The girl must have been beautiful so to triumph over her surroundings, for all sorts of strange garments were huddled about her, and over all a silk coverlet originally tied like a shawl under her chin, had slipped sideways, and fell like a Hussar’s jacket from one shoulder. Her hair stood like a dark halo about her little face, making it seem smaller and younger, almost too small for the magnificent eyes that lit it. Geoffrey, tolerably well versed in feminine attractions, said to himself that he had never seen such blue eyes.

And suddenly while he looked at her and her desperate plight, pity became in him a sort of fury of protection, the awakening of the masculine instinct toward beauty in distress. It was a feeling that the other women he had admired—well-fed, well-clothed, well-cared-for young creatures—had always signally failed to arouse. He had seen it in other men, had seen their hearts wrung because an able-bodied girl must take a trolley car instead of her father’s carriage, but he had thought himself hard, perhaps, unchivalrous; but now he knew better. Now he knew what it was to feel personally outraged at a woman’s discomfort.

“Good God!” he cried, “what a night you have had. How wicked, how abominable, how criminal—”

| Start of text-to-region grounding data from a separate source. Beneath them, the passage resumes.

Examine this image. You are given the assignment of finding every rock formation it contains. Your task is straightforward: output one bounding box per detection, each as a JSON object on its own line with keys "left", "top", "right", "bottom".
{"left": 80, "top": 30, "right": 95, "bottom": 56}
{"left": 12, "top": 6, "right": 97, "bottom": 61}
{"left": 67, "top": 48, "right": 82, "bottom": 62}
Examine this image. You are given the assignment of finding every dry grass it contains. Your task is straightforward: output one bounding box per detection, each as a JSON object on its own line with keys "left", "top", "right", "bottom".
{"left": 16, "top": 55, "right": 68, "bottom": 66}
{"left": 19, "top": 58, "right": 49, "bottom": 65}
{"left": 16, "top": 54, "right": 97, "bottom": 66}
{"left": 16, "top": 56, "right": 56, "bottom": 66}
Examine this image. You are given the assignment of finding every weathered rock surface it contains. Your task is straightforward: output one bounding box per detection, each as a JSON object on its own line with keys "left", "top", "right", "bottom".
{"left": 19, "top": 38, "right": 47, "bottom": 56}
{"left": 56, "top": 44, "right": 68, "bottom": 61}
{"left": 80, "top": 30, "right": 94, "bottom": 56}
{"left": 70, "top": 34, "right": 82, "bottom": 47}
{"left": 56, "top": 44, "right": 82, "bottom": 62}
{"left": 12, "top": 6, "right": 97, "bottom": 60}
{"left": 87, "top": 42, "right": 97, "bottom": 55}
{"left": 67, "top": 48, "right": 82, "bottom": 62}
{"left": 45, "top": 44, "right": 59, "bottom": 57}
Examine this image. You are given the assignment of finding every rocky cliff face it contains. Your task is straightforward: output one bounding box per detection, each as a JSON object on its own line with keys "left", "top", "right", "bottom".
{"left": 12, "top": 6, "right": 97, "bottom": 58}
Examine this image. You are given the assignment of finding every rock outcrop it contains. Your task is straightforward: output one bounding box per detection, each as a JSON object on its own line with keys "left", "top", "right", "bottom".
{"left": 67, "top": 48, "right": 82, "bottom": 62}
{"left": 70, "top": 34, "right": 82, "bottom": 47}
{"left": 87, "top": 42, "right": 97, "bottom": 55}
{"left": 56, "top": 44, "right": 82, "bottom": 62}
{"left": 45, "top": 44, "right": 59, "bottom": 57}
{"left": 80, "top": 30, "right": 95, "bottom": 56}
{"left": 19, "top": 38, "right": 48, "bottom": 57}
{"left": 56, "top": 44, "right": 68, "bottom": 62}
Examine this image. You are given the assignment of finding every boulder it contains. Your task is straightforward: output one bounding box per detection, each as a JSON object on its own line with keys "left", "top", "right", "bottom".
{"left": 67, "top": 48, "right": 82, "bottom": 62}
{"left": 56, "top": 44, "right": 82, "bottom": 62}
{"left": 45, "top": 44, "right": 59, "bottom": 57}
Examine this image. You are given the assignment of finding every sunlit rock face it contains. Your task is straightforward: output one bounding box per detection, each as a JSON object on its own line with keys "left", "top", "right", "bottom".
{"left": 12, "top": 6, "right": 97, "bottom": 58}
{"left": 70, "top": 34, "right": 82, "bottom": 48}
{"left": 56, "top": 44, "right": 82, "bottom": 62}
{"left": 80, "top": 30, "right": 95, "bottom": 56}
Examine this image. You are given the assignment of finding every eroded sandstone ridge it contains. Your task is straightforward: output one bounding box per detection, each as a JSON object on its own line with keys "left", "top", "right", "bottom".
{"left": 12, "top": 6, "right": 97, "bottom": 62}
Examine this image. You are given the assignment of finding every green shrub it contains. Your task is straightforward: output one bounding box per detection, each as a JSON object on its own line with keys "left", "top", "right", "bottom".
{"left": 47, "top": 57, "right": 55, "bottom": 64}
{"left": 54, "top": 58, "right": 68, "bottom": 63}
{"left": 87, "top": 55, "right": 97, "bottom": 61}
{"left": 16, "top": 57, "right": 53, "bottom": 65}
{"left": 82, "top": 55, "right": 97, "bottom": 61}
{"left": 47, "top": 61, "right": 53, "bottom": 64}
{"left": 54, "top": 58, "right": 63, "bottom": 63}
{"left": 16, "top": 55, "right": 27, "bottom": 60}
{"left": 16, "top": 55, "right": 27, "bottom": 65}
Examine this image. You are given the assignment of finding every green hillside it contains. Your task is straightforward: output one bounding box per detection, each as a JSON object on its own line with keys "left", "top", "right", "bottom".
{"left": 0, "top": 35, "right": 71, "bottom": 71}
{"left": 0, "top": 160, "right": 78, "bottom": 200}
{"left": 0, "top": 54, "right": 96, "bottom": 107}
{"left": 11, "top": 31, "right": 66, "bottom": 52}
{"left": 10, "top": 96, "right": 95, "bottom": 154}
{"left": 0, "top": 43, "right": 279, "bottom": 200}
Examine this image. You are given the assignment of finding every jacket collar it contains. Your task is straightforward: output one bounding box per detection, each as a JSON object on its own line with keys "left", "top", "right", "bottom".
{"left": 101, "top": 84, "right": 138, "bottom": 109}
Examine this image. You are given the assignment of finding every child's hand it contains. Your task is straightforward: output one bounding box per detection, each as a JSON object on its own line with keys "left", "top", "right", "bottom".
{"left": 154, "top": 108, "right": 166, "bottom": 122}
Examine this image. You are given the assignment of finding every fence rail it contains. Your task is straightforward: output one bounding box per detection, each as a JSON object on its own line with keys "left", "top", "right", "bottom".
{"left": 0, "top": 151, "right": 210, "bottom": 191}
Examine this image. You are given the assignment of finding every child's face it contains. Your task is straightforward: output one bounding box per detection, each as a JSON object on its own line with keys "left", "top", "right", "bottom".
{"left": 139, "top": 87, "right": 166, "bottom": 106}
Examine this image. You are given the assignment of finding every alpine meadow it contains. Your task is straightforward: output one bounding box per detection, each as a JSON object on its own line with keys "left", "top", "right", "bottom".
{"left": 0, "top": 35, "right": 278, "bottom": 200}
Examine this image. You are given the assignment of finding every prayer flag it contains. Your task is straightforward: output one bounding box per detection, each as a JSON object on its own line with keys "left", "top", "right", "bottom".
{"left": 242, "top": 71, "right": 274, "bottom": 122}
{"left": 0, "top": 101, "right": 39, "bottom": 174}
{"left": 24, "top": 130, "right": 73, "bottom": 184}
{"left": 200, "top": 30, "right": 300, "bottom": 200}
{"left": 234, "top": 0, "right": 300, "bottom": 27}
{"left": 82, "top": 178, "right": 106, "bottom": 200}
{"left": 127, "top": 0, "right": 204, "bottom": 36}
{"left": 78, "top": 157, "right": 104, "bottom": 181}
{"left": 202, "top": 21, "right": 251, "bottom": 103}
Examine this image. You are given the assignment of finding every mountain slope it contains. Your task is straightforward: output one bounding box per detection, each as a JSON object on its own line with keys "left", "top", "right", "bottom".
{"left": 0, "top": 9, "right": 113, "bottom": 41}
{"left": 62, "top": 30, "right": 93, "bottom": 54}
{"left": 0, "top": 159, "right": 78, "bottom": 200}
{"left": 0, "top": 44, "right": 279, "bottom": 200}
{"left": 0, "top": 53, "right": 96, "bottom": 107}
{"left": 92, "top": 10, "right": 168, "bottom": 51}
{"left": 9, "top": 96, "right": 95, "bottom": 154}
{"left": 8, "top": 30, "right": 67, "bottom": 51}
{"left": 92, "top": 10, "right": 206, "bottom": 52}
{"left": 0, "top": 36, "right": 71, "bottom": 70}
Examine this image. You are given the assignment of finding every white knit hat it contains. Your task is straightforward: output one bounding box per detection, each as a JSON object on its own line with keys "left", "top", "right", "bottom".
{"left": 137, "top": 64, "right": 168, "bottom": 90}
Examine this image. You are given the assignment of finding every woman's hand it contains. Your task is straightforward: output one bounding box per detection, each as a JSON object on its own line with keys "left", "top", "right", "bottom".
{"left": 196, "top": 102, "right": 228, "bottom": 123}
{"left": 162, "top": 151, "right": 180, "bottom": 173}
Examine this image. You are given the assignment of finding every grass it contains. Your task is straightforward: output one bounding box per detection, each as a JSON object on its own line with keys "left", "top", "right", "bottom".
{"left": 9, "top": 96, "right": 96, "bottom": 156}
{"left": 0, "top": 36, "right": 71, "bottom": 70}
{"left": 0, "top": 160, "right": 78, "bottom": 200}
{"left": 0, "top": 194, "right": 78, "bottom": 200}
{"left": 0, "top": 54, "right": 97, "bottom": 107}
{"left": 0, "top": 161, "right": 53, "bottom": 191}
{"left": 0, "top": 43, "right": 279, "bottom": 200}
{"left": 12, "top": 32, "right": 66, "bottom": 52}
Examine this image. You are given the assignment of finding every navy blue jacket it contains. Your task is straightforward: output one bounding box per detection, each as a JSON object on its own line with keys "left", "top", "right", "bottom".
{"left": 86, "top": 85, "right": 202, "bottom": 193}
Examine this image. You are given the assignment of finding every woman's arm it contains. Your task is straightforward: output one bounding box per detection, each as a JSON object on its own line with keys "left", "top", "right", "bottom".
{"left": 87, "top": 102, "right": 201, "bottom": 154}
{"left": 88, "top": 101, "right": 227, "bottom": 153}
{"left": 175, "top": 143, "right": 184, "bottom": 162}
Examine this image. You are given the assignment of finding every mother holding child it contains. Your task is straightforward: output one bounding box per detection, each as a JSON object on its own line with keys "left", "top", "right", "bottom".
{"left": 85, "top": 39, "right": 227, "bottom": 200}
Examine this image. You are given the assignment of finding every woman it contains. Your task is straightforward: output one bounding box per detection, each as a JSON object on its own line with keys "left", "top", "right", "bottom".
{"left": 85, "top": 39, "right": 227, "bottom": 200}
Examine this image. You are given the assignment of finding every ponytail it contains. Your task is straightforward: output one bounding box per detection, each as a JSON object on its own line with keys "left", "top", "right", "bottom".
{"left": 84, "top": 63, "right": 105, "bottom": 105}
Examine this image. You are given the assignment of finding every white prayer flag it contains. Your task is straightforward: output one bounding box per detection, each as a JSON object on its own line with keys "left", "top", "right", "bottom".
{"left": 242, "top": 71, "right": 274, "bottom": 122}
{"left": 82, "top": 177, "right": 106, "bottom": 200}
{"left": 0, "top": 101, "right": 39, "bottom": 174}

“Good god,” he cried “what a night you have had”

“It has been a dreadful night,” said the girl, “but it is nobody’s fault.”

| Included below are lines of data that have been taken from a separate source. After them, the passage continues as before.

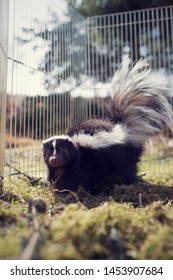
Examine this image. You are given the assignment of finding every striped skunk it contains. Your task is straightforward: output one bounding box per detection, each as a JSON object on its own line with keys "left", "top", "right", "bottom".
{"left": 42, "top": 57, "right": 173, "bottom": 195}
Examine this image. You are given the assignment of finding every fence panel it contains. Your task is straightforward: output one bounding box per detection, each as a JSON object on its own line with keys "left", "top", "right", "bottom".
{"left": 87, "top": 6, "right": 173, "bottom": 80}
{"left": 1, "top": 2, "right": 173, "bottom": 183}
{"left": 0, "top": 0, "right": 9, "bottom": 193}
{"left": 87, "top": 6, "right": 173, "bottom": 181}
{"left": 5, "top": 0, "right": 87, "bottom": 179}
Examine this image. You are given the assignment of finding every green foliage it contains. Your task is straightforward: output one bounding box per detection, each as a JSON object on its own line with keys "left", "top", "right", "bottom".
{"left": 74, "top": 0, "right": 173, "bottom": 17}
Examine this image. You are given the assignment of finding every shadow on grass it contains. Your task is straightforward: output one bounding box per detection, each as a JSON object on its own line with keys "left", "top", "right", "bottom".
{"left": 55, "top": 181, "right": 173, "bottom": 209}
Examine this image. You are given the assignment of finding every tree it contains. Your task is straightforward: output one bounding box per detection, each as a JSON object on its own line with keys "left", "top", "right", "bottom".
{"left": 83, "top": 0, "right": 173, "bottom": 81}
{"left": 71, "top": 0, "right": 173, "bottom": 16}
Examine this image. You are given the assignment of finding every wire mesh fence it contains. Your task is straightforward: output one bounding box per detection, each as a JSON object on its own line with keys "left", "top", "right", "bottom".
{"left": 87, "top": 6, "right": 173, "bottom": 79}
{"left": 5, "top": 0, "right": 88, "bottom": 180}
{"left": 1, "top": 1, "right": 173, "bottom": 184}
{"left": 86, "top": 5, "right": 173, "bottom": 181}
{"left": 0, "top": 0, "right": 9, "bottom": 193}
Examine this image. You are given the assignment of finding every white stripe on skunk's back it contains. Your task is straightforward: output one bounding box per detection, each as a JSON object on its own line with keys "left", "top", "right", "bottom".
{"left": 70, "top": 124, "right": 127, "bottom": 149}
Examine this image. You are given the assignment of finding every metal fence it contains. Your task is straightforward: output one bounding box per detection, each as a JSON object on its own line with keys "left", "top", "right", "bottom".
{"left": 86, "top": 5, "right": 173, "bottom": 181}
{"left": 0, "top": 0, "right": 9, "bottom": 193}
{"left": 5, "top": 0, "right": 87, "bottom": 180}
{"left": 1, "top": 1, "right": 173, "bottom": 184}
{"left": 87, "top": 6, "right": 173, "bottom": 80}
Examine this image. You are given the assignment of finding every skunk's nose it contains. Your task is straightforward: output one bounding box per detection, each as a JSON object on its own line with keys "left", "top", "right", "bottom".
{"left": 49, "top": 156, "right": 58, "bottom": 167}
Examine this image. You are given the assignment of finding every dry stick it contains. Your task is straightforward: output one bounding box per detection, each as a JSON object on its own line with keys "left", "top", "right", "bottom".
{"left": 0, "top": 175, "right": 3, "bottom": 196}
{"left": 20, "top": 205, "right": 40, "bottom": 260}
{"left": 55, "top": 189, "right": 81, "bottom": 203}
{"left": 4, "top": 161, "right": 42, "bottom": 185}
{"left": 0, "top": 190, "right": 10, "bottom": 199}
{"left": 139, "top": 193, "right": 143, "bottom": 208}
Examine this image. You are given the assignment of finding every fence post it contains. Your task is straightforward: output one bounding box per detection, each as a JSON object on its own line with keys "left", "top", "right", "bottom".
{"left": 0, "top": 0, "right": 9, "bottom": 195}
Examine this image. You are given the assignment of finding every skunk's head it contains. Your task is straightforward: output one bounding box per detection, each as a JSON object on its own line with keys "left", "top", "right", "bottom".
{"left": 42, "top": 136, "right": 77, "bottom": 168}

“Of course it is somebody’s fault,” answered Geoffrey. “It must be. Do you mean to tell me no one is to blame when I have been sitting all night with my feet on the fender, and you—”

“Certainly,” said she with an extraordinarily wide, sweet smile, “I could wish we might have changed places.”

“I wish to Heaven we might,” returned Geoffrey, and meant it. Never before had he yearned to bear the sufferings of another. He had often seen that it was advisable, suitable just that he should, but burningly to want to was a new experience.